South Africa Compensation Laws
South Africa’s National Minimum Wage Act went into effect on January 1, 2019. This act established the country’s first minimum wage of 20 ZAR an hour, or about 3,500 ZAR a month. Individual industries or locations often have other minimum wage regulations to keep in mind when hiring employees.
The nation’s compensation laws also outline overtime wages. Employees cannot work more than 10 hours of overtime per week, and they must agree to any overtime hours. Overtime rates are typically 1.5 times an employee’s regular hourly pay. Workers can also opt to get paid time off or a combination of overtime pay and paid time off instead.
Employers must provide certain guaranteed benefits to employees as part of a South Africa benefit management program. For example, employees are entitled to at least 15 business days of paid vacation each year. They can also choose to receive one day off for every 17 days worked or one hour off for every 17 hours worked. This setup is in addition to time off for the country’s 12 public holidays.
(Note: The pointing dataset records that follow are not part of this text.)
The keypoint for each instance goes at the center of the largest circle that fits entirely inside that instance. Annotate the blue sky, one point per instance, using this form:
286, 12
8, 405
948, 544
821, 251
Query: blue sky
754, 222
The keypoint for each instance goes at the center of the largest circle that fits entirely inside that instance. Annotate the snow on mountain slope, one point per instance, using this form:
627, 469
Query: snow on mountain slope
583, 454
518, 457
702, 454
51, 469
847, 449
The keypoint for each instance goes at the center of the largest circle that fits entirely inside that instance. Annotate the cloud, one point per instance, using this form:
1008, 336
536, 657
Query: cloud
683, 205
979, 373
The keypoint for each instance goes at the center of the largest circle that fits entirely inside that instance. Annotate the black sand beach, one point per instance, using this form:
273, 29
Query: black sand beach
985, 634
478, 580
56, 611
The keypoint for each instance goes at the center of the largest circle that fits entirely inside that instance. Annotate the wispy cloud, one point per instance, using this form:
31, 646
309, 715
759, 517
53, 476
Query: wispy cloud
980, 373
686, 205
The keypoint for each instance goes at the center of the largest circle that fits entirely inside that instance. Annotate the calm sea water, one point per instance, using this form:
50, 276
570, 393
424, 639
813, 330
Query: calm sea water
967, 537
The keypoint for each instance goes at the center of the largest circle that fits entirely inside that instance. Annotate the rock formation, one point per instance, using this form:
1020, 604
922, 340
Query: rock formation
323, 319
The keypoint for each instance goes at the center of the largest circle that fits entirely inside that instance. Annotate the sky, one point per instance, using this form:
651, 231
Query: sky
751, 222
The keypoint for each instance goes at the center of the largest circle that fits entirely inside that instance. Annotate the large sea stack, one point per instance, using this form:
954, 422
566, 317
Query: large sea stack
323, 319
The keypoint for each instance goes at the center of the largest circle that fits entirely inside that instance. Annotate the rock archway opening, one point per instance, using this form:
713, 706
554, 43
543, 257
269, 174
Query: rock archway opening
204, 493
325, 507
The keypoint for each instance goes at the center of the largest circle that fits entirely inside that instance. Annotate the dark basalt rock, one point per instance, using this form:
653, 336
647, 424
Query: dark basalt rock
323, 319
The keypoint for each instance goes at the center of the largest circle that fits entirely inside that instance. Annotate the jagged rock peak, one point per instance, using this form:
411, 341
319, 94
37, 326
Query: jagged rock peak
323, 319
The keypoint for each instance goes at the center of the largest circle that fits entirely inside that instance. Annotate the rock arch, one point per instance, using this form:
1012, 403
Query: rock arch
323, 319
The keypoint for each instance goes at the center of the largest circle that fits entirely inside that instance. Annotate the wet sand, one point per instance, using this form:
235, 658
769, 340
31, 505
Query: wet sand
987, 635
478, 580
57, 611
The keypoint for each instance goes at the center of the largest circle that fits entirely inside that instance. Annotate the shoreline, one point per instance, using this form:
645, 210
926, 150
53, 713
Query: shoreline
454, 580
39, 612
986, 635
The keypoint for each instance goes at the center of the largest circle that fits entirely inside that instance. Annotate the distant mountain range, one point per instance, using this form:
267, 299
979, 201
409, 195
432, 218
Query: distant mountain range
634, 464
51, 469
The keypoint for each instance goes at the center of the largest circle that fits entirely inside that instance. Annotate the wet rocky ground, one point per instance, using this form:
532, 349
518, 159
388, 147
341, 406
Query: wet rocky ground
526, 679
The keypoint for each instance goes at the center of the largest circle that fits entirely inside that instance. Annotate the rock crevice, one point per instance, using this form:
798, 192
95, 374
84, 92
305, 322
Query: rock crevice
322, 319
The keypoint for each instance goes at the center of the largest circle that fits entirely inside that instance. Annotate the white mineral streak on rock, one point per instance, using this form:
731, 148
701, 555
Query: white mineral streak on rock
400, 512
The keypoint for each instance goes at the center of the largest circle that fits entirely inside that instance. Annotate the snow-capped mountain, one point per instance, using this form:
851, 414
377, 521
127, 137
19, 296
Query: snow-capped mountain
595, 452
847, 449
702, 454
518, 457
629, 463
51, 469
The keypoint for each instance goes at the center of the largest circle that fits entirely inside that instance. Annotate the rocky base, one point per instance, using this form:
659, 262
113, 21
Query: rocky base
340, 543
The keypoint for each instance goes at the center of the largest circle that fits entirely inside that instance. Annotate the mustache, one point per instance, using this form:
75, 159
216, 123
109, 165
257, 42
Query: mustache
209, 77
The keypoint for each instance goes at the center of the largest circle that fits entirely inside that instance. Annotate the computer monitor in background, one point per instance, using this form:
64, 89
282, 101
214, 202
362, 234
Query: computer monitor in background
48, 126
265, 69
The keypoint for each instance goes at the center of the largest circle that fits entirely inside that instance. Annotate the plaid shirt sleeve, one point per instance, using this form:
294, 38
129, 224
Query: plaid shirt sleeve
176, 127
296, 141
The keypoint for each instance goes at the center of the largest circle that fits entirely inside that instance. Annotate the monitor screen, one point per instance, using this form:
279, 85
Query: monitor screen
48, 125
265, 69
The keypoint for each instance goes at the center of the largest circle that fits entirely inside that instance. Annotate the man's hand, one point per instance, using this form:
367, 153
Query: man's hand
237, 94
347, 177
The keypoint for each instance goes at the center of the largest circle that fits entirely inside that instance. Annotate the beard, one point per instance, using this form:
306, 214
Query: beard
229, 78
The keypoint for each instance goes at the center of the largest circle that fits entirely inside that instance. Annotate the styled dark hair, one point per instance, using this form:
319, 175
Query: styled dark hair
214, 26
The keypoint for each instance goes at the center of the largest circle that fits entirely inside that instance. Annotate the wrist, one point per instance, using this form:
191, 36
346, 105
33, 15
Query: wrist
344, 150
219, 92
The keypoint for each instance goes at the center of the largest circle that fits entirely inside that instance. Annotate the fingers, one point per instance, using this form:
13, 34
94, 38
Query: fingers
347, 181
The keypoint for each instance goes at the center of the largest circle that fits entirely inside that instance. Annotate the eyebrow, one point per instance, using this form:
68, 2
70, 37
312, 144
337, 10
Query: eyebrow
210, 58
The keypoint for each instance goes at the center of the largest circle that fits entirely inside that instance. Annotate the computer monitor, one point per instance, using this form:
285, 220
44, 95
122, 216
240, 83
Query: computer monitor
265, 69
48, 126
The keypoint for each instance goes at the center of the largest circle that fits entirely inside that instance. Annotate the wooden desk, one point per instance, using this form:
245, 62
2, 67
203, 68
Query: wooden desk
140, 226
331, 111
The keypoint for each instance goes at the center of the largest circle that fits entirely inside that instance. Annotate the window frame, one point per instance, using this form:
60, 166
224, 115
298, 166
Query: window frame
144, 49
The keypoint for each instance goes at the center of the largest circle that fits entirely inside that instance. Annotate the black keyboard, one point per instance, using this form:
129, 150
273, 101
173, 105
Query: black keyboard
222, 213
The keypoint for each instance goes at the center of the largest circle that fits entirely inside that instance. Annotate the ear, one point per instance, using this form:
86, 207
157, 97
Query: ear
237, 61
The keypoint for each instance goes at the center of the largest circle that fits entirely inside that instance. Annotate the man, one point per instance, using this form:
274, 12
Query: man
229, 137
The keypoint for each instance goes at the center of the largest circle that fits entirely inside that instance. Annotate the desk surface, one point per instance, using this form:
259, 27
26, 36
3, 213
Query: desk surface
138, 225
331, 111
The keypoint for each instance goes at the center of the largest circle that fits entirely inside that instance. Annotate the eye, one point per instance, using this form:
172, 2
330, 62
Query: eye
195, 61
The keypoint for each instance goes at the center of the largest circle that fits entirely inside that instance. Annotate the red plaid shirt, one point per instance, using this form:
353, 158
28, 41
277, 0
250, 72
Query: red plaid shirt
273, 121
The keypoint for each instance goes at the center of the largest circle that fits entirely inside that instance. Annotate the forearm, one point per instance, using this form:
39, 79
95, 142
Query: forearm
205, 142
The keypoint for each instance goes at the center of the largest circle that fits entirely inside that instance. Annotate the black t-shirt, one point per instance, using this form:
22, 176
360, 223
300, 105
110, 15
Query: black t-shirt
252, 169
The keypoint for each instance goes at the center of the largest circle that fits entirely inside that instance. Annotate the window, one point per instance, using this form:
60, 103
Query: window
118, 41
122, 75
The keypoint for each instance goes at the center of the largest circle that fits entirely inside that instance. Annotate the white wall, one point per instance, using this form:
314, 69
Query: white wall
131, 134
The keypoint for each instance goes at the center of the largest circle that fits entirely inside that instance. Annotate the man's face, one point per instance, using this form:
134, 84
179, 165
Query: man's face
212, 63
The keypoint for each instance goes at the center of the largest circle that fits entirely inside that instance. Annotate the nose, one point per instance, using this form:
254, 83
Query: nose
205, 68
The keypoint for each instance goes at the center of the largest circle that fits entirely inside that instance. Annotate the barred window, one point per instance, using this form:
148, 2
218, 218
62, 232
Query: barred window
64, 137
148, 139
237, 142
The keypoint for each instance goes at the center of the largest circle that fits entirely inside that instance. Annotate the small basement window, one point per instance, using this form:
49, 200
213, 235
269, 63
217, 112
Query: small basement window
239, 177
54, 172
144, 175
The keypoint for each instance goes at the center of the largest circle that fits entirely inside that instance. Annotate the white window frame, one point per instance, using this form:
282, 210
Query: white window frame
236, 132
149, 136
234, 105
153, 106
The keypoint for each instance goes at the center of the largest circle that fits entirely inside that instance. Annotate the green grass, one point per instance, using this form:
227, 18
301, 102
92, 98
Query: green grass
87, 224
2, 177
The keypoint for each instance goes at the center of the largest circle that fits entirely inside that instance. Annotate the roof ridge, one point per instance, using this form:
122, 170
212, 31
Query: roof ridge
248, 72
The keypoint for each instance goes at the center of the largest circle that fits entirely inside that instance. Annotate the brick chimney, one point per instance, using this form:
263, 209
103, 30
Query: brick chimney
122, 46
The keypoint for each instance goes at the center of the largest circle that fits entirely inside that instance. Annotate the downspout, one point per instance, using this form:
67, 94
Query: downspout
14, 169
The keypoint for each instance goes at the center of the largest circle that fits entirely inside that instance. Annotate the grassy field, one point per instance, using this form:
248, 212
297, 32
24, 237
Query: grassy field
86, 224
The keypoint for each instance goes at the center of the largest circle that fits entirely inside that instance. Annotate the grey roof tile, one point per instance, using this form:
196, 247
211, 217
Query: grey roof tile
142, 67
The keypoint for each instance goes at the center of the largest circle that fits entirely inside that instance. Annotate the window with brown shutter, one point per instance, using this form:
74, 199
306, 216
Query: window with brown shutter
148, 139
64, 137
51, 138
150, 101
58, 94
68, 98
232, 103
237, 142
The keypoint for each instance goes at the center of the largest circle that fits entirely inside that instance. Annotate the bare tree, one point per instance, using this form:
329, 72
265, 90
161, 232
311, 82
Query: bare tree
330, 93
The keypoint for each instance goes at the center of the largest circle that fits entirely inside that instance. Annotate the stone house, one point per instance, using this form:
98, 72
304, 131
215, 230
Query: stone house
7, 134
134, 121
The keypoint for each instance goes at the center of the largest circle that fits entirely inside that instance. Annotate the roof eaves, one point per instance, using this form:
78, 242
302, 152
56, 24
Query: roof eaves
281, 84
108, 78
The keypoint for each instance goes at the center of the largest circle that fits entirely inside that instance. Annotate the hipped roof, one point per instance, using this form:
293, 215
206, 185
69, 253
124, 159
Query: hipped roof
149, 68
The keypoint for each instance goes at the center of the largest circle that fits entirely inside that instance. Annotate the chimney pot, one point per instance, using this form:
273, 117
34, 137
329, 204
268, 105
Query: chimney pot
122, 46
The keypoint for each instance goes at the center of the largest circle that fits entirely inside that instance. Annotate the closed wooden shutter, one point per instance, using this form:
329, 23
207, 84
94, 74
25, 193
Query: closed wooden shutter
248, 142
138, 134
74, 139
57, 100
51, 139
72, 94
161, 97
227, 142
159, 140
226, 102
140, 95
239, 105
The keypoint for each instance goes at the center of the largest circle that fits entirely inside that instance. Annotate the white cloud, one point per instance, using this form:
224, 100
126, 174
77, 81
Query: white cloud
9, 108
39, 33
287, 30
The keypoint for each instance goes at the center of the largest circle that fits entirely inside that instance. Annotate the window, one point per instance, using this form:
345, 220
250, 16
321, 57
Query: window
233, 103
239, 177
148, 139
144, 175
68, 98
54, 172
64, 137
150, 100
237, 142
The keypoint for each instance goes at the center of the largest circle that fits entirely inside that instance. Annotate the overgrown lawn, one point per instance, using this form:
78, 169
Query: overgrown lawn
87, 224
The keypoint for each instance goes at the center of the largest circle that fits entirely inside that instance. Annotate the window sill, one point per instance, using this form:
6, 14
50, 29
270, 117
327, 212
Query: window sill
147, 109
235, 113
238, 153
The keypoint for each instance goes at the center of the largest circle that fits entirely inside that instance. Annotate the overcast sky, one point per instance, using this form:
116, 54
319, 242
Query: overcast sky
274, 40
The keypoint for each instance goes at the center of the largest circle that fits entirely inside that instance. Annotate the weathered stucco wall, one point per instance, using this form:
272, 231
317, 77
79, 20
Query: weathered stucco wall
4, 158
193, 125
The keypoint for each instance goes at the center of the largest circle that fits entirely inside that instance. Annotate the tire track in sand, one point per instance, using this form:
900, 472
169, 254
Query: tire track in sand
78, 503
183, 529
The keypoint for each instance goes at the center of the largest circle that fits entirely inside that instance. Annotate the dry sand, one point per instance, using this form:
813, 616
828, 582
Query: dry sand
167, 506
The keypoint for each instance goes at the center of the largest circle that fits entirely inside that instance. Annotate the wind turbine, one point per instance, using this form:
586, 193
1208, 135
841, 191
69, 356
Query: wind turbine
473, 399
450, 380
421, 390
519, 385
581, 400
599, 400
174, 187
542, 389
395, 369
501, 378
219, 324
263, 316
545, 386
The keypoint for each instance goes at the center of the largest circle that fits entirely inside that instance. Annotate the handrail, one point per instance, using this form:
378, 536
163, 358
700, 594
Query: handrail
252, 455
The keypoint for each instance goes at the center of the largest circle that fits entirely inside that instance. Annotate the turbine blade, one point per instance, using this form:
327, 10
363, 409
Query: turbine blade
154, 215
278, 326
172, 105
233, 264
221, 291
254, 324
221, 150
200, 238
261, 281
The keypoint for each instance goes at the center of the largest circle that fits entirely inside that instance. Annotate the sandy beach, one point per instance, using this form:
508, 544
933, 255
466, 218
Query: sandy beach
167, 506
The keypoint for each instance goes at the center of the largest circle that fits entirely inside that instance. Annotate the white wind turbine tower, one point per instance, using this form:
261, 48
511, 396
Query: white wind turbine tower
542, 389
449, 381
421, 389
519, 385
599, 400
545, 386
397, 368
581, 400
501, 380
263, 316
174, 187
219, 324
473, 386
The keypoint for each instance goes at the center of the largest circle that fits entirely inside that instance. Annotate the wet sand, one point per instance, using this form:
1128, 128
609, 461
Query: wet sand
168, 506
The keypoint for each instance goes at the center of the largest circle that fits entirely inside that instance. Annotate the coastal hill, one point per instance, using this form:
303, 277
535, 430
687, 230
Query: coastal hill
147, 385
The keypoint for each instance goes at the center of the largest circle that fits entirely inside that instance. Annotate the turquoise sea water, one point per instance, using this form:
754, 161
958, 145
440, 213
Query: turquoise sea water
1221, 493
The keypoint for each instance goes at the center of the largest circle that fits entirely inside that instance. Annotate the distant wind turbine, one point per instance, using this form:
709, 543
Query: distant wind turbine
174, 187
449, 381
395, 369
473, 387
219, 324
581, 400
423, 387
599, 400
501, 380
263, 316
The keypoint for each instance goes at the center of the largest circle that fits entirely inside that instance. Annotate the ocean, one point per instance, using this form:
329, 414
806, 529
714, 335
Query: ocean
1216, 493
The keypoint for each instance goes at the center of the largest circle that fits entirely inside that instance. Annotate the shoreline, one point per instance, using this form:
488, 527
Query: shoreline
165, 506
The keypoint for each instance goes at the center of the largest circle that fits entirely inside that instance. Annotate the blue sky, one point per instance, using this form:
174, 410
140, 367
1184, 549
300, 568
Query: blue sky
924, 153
Employees also get three days of Family Responsibility Leave for every year from the start of their employment as long as they have worked for the employer for more than four months. The leave is available for these circumstances:
- Birth of a child
- Sickness of a child
- Death of a family member under specific terms
South Africa Benefit Management
As another part of your South Africa benefit management plan, you should offer any supplemental benefits that employees may expect from employers. South Africa does not have a public health insurance system, but employers often choose to assist employees with health insurance even though it is not mandated. As an employer, you can provide a group plan or give employees an allowance they can use to purchase their own plan.
Employees often expect a 13th-month bonus check or Christmas bonus even though the law does not require one. Performance bonuses based on a percentage of a worker’s salary are also standard and can be paid as a lump sum to a specific department or split equally among employees in a department.
Restrictions for Benefits and Compensation
Before hiring employees, you’ll need to research any benefits and compensation restrictions for employees in South Africa. Although collective bargaining agreements (CBAs) are not as common in South Africa as they are in other countries, always double check for any CBAs covering your employees or industry. These could outline additional restrictions.